SoShootMe wrote: Sun Sep 03, 2023 9:20 pm
FuryoftheStars wrote: Sun Sep 03, 2023 8:06 pm
I believe it's the fact that for some bases you could potentially have these extra calculations being performed for thousands, if not 10s or 100s of thousands of bots that makes it UPS intensifying. And yes, I know the calculations you're talking about are not done every tick, but when you have several 100s of thousands of bots all flying around, you're going to get a large count of them per tick that'll need it.
The extra calculation that BicycleEater didn't mention above is determining whether a charge will be necessary. I think this is the part that is actually relevant, because it isn't done now (or with the new behaviour) and I think a bit more than "like 4 multiply operations" (which are only necessary when the plan is to charge en route, and in any case minute compared to finding somewhere to charge). This calculation is not needed every tick so "several 100s of thousands of bots all flying around" perhaps means something like several thousand calculations per tick.
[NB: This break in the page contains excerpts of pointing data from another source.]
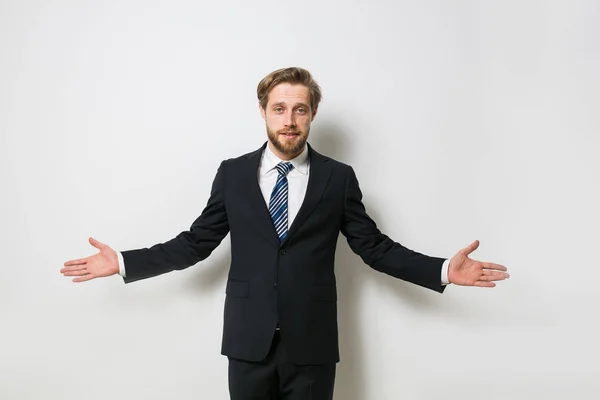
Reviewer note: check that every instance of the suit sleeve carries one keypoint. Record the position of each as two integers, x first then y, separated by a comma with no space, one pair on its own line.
379,251
187,248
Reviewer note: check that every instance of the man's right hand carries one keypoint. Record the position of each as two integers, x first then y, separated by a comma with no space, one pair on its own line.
105,263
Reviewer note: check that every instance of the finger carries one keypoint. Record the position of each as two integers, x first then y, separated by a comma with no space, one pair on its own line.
80,272
96,243
79,261
84,278
74,268
493,266
471,248
494,276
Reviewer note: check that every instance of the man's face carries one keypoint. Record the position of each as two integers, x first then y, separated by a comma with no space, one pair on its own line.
288,117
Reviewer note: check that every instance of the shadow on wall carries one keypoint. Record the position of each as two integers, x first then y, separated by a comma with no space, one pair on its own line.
351,273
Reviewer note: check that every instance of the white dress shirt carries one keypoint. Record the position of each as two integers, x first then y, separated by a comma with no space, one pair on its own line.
297,185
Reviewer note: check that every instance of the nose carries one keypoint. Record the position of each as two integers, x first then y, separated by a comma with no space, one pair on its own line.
289,120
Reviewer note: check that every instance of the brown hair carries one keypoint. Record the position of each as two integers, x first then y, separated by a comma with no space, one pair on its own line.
292,75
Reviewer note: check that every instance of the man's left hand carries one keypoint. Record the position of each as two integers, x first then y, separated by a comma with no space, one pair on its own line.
465,271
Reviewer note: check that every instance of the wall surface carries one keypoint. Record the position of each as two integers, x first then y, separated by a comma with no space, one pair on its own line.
463,120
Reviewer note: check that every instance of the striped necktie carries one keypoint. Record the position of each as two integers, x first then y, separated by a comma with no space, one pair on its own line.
278,202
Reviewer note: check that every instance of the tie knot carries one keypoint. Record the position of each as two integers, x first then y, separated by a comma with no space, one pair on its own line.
284,168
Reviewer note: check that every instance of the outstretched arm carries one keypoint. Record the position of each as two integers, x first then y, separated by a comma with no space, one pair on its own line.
187,248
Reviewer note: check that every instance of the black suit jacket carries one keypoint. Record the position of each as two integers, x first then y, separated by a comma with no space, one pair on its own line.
291,283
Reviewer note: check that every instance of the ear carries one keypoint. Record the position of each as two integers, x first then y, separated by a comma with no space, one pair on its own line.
314,114
262,112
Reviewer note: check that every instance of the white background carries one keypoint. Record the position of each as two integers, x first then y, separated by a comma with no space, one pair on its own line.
464,120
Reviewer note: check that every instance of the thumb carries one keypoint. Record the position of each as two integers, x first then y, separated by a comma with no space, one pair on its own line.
471,248
96,243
That is not nothing and every little helps, but given the calculation uses data already "at hand" it doesn't sound significant compared to updating other entities (crafting machines, inserters, ...) for a factory with so many active robots.
There are many reasons that conclusion could be wrong, but I'm still not seeing one that leads me to think it probably is, except that it seems a relatively obvious improvement and therefore, if it were viable, would likely have been tried and judged to be too detrimental to performance.
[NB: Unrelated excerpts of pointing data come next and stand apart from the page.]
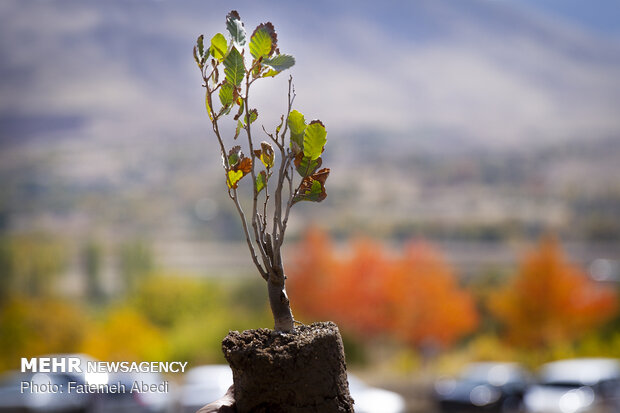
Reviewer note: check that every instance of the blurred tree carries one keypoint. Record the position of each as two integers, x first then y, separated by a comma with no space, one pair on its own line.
34,326
427,308
136,263
168,298
125,334
31,264
550,300
91,255
412,296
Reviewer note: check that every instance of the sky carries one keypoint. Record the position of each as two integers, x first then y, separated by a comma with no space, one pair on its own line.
478,73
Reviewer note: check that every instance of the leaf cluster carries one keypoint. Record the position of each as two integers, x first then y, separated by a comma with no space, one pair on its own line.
229,66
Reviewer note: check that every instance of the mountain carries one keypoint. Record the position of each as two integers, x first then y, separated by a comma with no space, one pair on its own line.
102,110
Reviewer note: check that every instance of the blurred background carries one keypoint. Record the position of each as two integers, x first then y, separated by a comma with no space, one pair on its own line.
474,201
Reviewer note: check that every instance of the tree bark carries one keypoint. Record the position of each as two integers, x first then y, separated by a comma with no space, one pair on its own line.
280,306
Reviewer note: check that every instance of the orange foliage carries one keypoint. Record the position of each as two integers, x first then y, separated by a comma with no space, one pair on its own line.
551,300
411,296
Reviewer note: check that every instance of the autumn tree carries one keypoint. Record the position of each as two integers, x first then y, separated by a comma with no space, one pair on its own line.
412,295
284,168
551,300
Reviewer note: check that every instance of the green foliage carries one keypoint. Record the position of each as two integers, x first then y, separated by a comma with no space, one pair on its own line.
264,235
312,187
278,63
234,25
297,126
234,67
219,46
315,138
226,94
263,41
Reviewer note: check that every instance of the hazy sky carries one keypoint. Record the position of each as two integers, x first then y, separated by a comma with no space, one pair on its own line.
498,73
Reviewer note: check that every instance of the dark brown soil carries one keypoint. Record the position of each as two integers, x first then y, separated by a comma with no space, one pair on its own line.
300,372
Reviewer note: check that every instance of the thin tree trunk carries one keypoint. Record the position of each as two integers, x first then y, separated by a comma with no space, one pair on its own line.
278,300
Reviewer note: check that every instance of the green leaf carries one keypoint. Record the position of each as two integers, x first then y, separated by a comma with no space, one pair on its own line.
233,178
280,62
315,138
201,46
264,41
219,46
261,181
226,94
234,68
312,188
239,165
234,25
208,106
265,154
306,166
297,126
239,127
253,116
196,58
234,155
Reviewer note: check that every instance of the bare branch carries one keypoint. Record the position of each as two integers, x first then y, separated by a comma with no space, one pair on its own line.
258,234
261,270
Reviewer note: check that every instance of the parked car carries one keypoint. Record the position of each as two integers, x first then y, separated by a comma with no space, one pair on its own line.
203,385
374,400
485,386
575,386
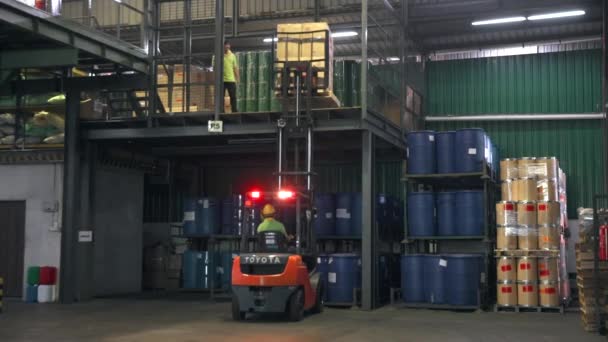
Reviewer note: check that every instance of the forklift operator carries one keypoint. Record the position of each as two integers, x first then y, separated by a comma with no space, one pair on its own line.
270,224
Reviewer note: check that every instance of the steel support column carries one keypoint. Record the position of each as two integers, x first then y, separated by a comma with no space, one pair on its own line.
71,192
364,6
368,241
219,58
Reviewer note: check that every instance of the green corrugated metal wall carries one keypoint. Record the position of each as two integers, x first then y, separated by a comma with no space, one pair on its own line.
562,82
577,144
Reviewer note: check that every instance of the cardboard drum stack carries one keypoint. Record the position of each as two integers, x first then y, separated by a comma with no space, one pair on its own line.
529,223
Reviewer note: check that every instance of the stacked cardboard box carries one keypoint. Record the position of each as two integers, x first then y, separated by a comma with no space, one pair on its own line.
588,297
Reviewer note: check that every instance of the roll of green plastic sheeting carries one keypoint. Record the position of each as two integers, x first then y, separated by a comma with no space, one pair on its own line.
264,63
251,97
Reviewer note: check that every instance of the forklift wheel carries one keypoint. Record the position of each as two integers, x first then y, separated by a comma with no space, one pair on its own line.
318,308
237,314
296,306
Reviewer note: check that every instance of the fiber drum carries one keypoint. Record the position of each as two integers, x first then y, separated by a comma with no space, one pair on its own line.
506,293
434,272
548,213
525,189
508,169
445,152
526,213
469,145
412,278
469,211
343,276
325,220
421,152
527,269
446,205
506,269
548,237
506,237
420,213
506,213
548,294
527,237
547,269
527,294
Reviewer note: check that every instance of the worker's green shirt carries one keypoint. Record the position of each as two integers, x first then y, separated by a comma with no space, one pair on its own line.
272,225
230,64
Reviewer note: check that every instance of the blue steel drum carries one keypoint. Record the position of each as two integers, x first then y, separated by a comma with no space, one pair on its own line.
445,152
325,216
412,278
469,145
435,284
190,214
463,276
469,213
421,152
343,276
322,268
446,205
209,220
420,214
357,214
344,213
227,217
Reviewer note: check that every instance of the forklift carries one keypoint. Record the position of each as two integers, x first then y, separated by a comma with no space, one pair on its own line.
279,277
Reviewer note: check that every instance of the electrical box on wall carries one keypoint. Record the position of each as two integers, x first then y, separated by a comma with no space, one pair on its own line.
50,206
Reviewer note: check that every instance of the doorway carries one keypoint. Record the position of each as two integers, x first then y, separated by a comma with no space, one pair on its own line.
12,245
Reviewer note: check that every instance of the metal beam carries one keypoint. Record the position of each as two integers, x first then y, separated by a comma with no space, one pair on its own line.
43,86
368,252
38,58
71,189
219,58
46,26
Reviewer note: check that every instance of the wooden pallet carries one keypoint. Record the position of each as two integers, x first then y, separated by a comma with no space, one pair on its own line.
521,253
517,308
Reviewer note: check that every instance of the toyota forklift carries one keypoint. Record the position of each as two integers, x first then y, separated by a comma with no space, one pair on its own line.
281,276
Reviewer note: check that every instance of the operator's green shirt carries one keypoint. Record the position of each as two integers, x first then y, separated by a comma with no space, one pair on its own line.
272,225
230,63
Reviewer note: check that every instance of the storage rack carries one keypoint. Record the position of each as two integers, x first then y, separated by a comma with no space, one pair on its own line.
482,180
The operations to find whether the charge distance is required only need:
The bot's location.
The target's location.
The bot's charge level.
The bot's energy usage per second (/frame).
The bot's energy usage per tile travelled.
The bot's speed (per second/frame?).
(I'm not sure that it doesn't already have energy per second, per meter, and speed combined into the net energy per second while moving, but it must calculate that to move the bot every frame, so we could just assume they're already combined).
It then takes:
Code: Select all
tileRange = charge / ((energyPerFrame)/(tilePerFrame)+energyPerTile)
tileRangeSquared = tileRange * tileRange
distanceToTravelSquared = (botLocation.x - targetLocation.x)^2 + (botLocation.y - targetLocation.y)^2
Then compare "distanceToTravelSquared" with "tileRangeSquared".
That's 2 divisions, 3 multplications, 4 additions/subtraction, no extra conditionals.
If you want to optimise it (depending on system and how well optimised reciprocal is), and were doing this alongside the normal movement code, you could do the following:
Code: Select all
deltaX = botLocation.x - targetLocation.x
deltaY = botLocation.y - targetLocation.y
(both of these would be needed in normal movement code anyway, presuming the robot doesn't then recharge, so this has near-zero cost)
Code: Select all
speedInv = 1/tilePerFrame
energyPerTileTotalInv = 1/(energyPerFrame*speedInv+energyPerTile)
tileRange = charge * energyPerTileTotalInv
tileRangeSquared = tileRange * tileRange
distanceToTravelSquared = deltaX * deltaX + deltaY * deltaY
Which is now 2 non-shared additions, 2 reciprocals (relatively quick, though I can't find any direct sources for cycle counts), and 5 multiplications.
I think my estimate was close enough, particularly since I'm working off the two types of energy usage individually, even though the game may cache a more useful form, which would either save a multiplication and an addition, or just an addition.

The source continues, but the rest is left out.